Top

15.7. XML DTD and XML Schemas

15.7.1. XML Document Type Definition (DTD)

It is always useful to store a description of an XML document inside the document itself. XML DTD is a set of directives to describe the structure of the document and references to other XML documents.

The XML parser of the Virtuoso Server can recognize and use most DTD directives.

If DTD describes the structure of the document (i.e. the allowed content of elements with particular names) then the XML parser can validate the source document in order to check if it matches to the rules written in the DTD.

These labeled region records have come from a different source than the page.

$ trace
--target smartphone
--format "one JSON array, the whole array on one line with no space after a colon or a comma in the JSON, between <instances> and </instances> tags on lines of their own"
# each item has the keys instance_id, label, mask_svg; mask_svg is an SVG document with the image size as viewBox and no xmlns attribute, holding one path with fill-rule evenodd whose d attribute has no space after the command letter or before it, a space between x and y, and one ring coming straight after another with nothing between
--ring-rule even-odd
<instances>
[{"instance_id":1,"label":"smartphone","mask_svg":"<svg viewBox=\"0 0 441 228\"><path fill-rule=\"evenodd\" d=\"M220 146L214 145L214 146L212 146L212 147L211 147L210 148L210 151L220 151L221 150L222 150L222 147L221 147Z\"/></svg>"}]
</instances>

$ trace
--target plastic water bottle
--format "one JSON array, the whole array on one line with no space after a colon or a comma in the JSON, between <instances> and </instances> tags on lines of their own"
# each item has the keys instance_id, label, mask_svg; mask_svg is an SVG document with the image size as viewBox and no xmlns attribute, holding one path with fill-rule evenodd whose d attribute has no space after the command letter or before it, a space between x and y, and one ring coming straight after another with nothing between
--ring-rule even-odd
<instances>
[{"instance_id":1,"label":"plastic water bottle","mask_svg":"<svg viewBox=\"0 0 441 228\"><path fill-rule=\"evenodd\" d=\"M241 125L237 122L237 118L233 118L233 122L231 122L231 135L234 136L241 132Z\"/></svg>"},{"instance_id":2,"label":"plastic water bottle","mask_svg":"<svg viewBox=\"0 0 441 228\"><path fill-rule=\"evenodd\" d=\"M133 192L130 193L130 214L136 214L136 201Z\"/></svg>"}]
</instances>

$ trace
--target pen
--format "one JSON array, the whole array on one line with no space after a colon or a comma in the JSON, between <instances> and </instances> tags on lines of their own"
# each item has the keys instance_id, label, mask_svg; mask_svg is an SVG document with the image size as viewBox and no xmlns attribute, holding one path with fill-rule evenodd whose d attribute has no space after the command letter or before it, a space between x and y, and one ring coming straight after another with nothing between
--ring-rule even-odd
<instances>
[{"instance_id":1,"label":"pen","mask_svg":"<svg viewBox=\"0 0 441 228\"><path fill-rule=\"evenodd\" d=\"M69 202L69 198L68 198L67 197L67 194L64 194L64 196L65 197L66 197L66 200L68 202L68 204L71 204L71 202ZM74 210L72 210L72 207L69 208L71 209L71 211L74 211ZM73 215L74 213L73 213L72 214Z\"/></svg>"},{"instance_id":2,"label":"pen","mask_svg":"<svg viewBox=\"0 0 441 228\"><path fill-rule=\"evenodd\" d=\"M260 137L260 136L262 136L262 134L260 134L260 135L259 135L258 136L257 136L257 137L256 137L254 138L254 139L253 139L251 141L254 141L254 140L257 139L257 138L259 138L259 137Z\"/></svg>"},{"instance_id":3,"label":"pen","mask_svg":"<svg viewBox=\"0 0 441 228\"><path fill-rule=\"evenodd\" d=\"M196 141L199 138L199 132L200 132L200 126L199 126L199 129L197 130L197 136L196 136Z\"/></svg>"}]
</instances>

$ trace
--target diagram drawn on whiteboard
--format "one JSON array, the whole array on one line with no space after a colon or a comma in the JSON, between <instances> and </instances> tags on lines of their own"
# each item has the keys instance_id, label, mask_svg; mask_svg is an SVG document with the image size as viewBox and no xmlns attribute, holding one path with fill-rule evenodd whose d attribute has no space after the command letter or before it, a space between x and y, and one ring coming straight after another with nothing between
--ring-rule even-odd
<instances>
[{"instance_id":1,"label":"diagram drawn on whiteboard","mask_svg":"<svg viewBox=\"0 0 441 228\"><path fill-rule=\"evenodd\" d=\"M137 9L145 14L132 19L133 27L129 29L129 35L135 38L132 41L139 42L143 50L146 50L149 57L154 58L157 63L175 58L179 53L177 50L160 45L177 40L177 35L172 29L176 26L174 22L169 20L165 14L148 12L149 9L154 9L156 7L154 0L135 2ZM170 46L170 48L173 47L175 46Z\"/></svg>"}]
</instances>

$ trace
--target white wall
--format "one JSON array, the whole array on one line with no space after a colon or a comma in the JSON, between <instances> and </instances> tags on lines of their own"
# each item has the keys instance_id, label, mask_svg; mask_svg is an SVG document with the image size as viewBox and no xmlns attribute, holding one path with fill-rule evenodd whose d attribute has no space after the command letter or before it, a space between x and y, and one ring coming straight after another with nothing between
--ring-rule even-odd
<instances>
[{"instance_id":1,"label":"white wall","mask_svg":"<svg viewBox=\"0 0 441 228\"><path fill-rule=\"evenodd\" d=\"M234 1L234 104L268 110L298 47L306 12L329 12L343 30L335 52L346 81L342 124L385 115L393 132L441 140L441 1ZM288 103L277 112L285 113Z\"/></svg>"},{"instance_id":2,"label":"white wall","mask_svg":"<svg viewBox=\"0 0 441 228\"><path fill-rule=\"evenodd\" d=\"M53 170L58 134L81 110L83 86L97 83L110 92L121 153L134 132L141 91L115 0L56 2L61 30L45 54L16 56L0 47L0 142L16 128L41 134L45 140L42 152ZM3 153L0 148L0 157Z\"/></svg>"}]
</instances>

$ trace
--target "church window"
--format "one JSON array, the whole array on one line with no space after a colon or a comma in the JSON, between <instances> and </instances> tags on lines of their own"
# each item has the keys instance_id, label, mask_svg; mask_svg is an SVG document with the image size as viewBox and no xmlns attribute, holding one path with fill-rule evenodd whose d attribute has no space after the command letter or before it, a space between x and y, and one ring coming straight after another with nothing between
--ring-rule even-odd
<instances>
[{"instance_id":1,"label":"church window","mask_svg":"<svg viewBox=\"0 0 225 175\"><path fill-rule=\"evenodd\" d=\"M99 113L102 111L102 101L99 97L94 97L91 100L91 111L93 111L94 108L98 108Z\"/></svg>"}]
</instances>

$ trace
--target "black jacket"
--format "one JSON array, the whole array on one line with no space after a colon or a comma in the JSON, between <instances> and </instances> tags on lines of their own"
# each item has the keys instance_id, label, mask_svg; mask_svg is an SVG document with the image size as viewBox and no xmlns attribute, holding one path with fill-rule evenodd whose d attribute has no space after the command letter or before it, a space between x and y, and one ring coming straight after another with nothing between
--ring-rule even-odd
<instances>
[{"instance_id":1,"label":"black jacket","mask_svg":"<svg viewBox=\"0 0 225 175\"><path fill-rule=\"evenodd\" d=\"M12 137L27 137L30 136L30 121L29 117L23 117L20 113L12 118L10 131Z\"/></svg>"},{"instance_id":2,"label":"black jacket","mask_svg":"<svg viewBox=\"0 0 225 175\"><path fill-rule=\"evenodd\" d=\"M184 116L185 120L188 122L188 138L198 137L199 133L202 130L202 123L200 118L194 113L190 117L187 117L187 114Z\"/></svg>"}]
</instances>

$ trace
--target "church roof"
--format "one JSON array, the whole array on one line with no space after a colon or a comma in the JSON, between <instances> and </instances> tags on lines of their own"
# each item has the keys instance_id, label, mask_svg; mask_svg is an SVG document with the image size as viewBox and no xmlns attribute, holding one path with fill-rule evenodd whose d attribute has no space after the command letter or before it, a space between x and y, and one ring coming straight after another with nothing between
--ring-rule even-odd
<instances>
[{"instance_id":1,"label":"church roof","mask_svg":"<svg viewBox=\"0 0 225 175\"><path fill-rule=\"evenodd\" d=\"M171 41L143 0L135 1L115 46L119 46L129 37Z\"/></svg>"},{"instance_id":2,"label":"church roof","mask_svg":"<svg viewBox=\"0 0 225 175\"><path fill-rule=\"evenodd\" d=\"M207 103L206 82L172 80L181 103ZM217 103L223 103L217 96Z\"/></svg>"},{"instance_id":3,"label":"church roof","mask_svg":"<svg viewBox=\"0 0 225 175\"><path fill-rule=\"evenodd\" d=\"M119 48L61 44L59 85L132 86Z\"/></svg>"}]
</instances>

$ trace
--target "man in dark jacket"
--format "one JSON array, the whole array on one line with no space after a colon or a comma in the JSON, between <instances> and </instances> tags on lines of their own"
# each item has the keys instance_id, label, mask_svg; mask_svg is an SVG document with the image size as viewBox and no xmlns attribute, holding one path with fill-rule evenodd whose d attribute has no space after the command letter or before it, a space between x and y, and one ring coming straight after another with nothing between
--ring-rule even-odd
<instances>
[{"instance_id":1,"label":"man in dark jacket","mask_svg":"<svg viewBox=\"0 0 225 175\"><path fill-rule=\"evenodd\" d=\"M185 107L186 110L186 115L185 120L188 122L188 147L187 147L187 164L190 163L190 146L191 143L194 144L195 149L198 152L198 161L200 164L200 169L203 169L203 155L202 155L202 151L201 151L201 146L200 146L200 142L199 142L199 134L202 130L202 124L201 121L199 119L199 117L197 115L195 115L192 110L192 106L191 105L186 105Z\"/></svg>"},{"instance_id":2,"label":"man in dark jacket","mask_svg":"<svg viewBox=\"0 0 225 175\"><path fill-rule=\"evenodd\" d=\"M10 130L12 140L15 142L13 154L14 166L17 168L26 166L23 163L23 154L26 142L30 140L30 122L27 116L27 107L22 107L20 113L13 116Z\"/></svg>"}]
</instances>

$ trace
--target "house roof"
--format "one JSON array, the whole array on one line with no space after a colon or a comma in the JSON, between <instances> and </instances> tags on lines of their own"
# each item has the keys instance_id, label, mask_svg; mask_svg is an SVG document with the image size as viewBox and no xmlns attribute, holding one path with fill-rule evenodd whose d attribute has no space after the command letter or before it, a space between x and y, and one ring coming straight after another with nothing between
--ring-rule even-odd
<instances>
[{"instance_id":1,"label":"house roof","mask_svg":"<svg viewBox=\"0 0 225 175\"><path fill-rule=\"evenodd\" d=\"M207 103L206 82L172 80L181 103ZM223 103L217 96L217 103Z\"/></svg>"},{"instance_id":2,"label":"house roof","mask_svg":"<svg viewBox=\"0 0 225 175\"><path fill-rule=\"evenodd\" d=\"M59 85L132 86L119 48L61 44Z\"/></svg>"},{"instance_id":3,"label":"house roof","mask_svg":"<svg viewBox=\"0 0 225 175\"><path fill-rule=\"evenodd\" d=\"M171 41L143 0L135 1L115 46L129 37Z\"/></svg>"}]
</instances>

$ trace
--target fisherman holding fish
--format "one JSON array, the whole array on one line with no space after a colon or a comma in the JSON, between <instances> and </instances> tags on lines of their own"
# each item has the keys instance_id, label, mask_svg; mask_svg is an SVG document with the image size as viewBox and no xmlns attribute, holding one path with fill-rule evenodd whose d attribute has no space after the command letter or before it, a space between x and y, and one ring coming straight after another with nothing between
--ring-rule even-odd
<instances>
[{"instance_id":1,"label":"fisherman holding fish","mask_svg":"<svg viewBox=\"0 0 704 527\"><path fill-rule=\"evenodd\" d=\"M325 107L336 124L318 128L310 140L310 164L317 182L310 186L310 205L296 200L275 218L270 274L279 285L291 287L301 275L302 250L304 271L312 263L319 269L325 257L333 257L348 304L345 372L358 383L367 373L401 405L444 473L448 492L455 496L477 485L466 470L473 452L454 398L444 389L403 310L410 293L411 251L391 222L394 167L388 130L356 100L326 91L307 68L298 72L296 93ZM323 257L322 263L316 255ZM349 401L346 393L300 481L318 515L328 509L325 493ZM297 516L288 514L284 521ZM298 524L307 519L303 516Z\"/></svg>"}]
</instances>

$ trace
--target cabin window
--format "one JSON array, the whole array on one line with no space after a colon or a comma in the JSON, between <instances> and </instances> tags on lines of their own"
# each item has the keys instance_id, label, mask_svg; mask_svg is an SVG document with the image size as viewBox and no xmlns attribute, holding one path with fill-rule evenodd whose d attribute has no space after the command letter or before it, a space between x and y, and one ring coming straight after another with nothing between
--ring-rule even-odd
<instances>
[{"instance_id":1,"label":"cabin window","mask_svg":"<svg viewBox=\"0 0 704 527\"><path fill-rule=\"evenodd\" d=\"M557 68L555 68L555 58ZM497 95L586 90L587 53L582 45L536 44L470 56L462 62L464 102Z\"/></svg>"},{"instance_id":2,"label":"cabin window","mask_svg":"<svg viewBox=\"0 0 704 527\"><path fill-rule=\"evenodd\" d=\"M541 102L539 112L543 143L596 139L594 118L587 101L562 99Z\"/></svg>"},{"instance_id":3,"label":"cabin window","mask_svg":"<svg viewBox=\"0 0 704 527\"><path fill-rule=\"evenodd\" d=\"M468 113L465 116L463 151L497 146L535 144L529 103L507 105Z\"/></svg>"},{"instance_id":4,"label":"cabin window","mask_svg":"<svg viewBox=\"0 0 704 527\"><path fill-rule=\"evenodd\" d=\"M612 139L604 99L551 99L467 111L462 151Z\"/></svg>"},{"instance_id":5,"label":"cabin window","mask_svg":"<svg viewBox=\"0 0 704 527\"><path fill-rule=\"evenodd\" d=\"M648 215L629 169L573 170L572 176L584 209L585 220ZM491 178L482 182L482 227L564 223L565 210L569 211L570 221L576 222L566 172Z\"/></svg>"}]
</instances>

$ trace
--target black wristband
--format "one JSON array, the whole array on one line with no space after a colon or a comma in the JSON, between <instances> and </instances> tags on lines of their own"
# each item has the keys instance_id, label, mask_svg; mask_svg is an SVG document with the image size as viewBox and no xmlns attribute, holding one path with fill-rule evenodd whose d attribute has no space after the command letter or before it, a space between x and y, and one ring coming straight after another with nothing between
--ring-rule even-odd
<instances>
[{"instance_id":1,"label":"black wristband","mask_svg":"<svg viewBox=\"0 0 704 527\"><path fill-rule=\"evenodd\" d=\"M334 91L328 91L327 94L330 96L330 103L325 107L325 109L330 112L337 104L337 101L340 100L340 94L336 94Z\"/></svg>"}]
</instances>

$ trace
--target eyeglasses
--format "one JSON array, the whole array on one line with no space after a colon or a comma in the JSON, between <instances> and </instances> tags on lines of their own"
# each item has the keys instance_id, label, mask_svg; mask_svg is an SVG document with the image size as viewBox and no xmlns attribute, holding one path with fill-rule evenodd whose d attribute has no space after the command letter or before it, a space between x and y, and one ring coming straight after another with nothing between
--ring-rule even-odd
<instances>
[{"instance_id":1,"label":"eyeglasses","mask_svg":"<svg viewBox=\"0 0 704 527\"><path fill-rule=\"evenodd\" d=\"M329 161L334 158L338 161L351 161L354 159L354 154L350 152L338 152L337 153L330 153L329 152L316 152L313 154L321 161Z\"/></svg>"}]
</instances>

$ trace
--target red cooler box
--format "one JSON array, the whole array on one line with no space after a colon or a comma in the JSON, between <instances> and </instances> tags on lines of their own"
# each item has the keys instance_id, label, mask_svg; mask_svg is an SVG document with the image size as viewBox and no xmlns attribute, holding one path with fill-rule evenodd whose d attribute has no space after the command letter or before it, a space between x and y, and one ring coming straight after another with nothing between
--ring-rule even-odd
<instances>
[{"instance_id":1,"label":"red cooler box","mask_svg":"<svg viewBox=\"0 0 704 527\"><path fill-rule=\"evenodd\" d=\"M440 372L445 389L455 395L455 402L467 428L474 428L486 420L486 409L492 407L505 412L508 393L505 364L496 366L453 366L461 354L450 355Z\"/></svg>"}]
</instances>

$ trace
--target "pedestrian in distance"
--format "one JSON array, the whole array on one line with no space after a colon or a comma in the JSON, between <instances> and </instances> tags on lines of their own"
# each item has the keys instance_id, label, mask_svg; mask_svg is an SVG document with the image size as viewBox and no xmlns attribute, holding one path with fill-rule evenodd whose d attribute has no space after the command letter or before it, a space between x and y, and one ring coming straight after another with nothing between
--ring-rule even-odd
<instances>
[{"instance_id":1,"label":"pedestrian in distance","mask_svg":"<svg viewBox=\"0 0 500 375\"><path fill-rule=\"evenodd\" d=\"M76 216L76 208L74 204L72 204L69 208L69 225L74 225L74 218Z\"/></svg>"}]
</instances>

If a DTD describes references to external XML entities then the parser can build either "standalone" or "non-standalone" internal representation. To build a "standalone" representation, the XML parser will retrieve all external resources and then it will replace every occurrence of every reference with a copy of the whole content of the resource. To build a "non-standalone" representation, XML parser remembers only referencing information but it tends to not retrieve external documents; they can be retrieved on demand later.

A DTD may describe some attributes as "unique identifiers" and as "references to unique identifiers". If requested, the XML parser can check that identifiers are really unique or that there are no "dangling" references to missing identifiers.

In an ideal world, source documents match the XML standard perfectly and all declared URIs are valid and can be accessed. The real application, however, should read inaccurate data and ignore some minor errors. To let the XML parser signal only errors that really can affect the application, it is possible to precisely configure the reaction of the parser on every sort of problem. In addition, the application can get a detailed human-readable log of diagnostic messages by calling xml_validate_dtd() to let user fix the document in question.

If an XML document contains a DTD then DTD is placed before any data nodes (if parts of DTD can be placed in separate documents then they will be retrieved before parsing data nodes). Thus XML parser has enough data to perform "DTD validation" of the source document right during the reading. It lets the parser provide detailed diagnostics with precise location of detected errors.